Au vu de ces éléments, il convient de répondre, dans le cadre de la présente dissertation, à la problématique suivante : dans quelle mesure le changement climatique constitue-t-il une épreuve décisive pour la coopération internationale, entre nécessités de coordination globale et obstacles structurels à l’action collective ?
Pour répondre à cette problématique, il conviendra d’étudier dans un premier temps les nouvelles dynamiques de coopération internationale développée depuis les années 1990 en réponse aux enjeux environnementaux (I) pour ensuite analyser les difficultés croissantes auxquelles font face ces modèles de coopération alors que l’urgence climatique se fait de plus en plus pressante (II).
I - L’émergence de nouvelles dynamiques de coopération internationale en réponse aux enjeux environnementaux
De nouvelles dynamiques de coopération internationale et de régulation des activités humaines impactant le climat ont vu le jour depuis les années 1990. On observe de nouvelles dynamiques juridiques avec un enrichissement progressif du droit international de l’environnement (A) mais également l’inclusion de nouveaux acteurs dans la coopération climatique, qui n’est dès lors plus réservée aux seuls États (B).
A - Un enrichissement progressif du droit international de l’environnement
Le droit international de l’environnement s’est considérablement étoffé au fil du temps avec une multiplication des conventions et par conséquent une densification des obligations pesant sur les États (1). Toutefois, ce droit est très largement fondé sur le volontarisme étatique, à l’instar notamment des règles prévues par l’accord de Paris (2).
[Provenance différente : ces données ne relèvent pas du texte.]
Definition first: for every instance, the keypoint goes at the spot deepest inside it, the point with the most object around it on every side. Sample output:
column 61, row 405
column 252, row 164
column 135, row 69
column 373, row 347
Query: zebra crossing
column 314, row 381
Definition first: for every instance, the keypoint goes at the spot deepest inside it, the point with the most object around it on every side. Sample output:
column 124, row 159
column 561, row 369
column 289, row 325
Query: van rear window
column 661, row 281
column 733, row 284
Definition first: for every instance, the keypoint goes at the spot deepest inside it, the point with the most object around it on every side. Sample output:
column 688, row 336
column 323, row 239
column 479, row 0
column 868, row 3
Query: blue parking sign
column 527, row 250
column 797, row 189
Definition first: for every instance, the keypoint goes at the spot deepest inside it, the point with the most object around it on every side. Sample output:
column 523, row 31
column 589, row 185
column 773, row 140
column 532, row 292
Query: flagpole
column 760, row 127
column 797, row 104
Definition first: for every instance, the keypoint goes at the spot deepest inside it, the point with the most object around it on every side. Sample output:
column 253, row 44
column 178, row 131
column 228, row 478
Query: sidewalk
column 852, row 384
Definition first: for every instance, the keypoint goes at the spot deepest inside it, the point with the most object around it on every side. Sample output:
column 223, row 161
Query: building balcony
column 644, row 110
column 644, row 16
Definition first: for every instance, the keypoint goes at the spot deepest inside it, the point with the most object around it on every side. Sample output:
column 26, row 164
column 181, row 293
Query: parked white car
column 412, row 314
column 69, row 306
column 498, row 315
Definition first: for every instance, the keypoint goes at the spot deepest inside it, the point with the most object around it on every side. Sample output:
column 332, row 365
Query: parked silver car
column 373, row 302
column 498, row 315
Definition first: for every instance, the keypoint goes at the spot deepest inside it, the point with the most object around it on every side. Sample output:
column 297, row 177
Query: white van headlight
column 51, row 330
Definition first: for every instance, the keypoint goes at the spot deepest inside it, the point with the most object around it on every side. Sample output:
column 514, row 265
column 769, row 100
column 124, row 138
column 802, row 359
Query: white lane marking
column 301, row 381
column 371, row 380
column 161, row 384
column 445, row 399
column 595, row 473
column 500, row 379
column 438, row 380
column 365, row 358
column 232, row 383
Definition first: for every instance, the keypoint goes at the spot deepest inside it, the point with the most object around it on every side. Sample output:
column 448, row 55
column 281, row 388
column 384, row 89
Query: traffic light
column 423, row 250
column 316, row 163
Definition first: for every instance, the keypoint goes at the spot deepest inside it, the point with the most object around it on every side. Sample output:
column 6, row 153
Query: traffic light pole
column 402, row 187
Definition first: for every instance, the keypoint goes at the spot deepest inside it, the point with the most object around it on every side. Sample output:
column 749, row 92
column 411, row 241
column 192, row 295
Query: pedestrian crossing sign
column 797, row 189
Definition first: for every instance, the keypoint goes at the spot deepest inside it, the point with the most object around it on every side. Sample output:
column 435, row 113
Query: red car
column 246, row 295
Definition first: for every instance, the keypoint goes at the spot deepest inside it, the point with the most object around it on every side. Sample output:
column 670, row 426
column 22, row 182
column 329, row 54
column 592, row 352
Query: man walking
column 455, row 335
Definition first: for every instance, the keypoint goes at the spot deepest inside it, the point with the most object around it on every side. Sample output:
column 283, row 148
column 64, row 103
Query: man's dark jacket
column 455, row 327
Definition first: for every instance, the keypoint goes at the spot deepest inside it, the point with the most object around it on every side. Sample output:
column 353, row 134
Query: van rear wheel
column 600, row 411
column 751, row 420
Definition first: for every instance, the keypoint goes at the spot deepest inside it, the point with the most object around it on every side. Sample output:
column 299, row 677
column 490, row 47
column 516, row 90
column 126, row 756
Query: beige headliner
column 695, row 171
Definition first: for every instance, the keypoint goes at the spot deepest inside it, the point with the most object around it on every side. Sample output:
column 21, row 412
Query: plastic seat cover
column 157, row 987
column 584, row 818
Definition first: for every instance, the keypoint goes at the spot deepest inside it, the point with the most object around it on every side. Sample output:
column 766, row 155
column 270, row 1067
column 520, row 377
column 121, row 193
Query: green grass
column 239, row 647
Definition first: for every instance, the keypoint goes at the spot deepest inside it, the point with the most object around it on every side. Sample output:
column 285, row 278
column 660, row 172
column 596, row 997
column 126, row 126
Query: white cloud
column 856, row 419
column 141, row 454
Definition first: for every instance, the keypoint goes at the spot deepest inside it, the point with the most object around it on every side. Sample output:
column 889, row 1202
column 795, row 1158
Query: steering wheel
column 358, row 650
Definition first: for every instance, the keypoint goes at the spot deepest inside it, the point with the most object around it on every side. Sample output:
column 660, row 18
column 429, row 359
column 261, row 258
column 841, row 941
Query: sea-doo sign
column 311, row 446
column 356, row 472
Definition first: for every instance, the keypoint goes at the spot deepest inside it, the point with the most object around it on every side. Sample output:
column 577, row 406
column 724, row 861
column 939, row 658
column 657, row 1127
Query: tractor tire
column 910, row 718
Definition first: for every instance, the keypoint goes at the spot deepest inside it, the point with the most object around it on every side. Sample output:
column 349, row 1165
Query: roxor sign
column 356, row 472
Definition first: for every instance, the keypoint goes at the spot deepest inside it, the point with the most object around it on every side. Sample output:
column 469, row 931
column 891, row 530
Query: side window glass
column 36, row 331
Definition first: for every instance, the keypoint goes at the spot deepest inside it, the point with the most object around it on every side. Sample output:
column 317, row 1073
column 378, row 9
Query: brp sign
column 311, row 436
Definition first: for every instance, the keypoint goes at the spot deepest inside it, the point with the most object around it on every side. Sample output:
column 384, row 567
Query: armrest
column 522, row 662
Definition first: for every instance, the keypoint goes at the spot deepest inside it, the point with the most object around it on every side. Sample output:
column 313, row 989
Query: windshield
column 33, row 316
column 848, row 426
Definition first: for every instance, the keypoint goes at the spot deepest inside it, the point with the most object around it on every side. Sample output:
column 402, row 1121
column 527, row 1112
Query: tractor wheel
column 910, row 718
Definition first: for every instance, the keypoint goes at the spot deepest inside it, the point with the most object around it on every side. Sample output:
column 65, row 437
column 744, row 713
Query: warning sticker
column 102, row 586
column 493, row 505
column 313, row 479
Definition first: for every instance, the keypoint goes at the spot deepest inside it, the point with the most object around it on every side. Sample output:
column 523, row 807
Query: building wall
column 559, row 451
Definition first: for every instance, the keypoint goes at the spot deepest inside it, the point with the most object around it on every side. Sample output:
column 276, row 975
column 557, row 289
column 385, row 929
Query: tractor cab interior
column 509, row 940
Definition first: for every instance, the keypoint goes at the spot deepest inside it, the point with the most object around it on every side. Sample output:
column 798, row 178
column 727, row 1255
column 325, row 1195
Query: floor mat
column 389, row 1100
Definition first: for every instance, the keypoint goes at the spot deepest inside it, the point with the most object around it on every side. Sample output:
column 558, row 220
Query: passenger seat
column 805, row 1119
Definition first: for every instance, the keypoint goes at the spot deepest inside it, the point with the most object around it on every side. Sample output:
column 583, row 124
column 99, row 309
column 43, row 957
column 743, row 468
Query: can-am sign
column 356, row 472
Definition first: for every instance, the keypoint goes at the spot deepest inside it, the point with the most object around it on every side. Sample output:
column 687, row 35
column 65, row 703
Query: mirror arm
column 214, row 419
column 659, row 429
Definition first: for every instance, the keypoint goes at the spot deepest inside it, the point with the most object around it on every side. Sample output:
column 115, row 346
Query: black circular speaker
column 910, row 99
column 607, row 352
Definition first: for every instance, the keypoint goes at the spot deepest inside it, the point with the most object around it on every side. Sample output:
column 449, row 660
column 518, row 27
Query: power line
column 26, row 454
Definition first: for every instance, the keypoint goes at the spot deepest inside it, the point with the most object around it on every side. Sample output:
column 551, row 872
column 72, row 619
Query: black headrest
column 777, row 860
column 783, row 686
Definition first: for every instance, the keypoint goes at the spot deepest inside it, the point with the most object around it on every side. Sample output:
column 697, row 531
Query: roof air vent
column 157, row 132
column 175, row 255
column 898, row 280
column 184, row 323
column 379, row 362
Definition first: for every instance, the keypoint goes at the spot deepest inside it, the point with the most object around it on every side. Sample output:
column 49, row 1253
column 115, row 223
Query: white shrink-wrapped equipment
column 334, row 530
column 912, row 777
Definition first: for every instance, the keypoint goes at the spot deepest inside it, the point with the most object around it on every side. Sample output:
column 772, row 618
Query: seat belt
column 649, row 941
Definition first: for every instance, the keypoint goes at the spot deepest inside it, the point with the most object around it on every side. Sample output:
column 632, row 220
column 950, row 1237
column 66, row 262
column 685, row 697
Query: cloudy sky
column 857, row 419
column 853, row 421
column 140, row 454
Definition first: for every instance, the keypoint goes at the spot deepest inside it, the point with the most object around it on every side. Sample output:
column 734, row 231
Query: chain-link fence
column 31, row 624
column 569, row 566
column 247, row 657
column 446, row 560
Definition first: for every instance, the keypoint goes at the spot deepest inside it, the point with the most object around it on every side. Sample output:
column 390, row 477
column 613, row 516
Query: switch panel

1 - La construction progressive d’un cadre juridique novateur en droit international
La lutte contre le changement climatique a donné lieu à la mise en place progressive d’un cadre juridique international inédit. Le cadre juridique entourant les changements climatiques comprend des règles issues du droit international de l’environnement, du droit du développement et des droits fondamentaux. Cette construction s’est faite par étapes, en réponse à l’alerte scientifique croissante sur les conséquences du réchauffement climatique, et dans un contexte politique mondial marqué par de profondes asymétries entre États. Le point de départ est souvent considéré comme étant constitué par la CCNUCC, adoptée en 1992 lors du Sommet de la Terre à Rio. Ce traité fondateur engage les parties à « stabiliser les concentrations de gaz à effet de serre dans l’atmosphère » à un niveau qui empêche toute perturbation dangereuse du climat. Surtout, il introduit le principe des « responsabilités communes mais différenciées », selon lequel tous les États doivent agir, mais selon leurs capacités et leur responsabilité historique dans la crise climatique. Ce principe demeure au cœur de l’architecture climatique mondiale.
La dynamique mise en place depuis l’adoption de la CCNUCC a été renforcée avec le Protocole de Kyoto, premier instrument international juridiquement contraignant en matière de réduction des émissions. Le protocole de Kyoto imposait à 37 pays industrialisés des objectifs chiffrés de baisse de leurs émissions sur une période donnée. Ce texte innovait également par la mise en place de mécanismes de flexibilité, comme le marché du carbone ou les mécanismes de développement propre. Toutefois, son efficacité a été limitée : les États-Unis ont refusé de le ratifier, le Canada s’en est retiré, et les pays émergents n’étaient pas soumis à des obligations contraignantes.
C’est dans ce contexte que l’Accord de Paris, adopté en 2015 à l’issue de la COP21, marque une évolution importante du droit international du climat. À la différence de Kyoto, il repose sur une logique non contraignante, mais universelle. Chaque État est invité à définir ses contributions déterminées au niveau national (Nationally Determined Contributions, ou NDCs), à les réviser régulièrement à la hausse, et à respecter des règles de transparence et de suivi. L’objectif commun est de contenir le réchauffement mondial à moins de 2°C, avec une ambition affichée de tendre vers 1,5°C. Ce cadre juridique souple vise à rendre la coopération plus inclusive et adaptable, tout en respectant la souveraineté des États. Il reflète une tentative de concilier efficacité environnementale, équité entre États, et réalisme politique. Pour autant, l’absence de sanctions juridiques et de mécanismes de coercition limite la portée contraignante de ces engagements. Le droit international du climat reste ainsi un droit essentiellement incitatif, fondé sur la bonne foi, la transparence et la pression diplomatique plus que sur des obligations impératives.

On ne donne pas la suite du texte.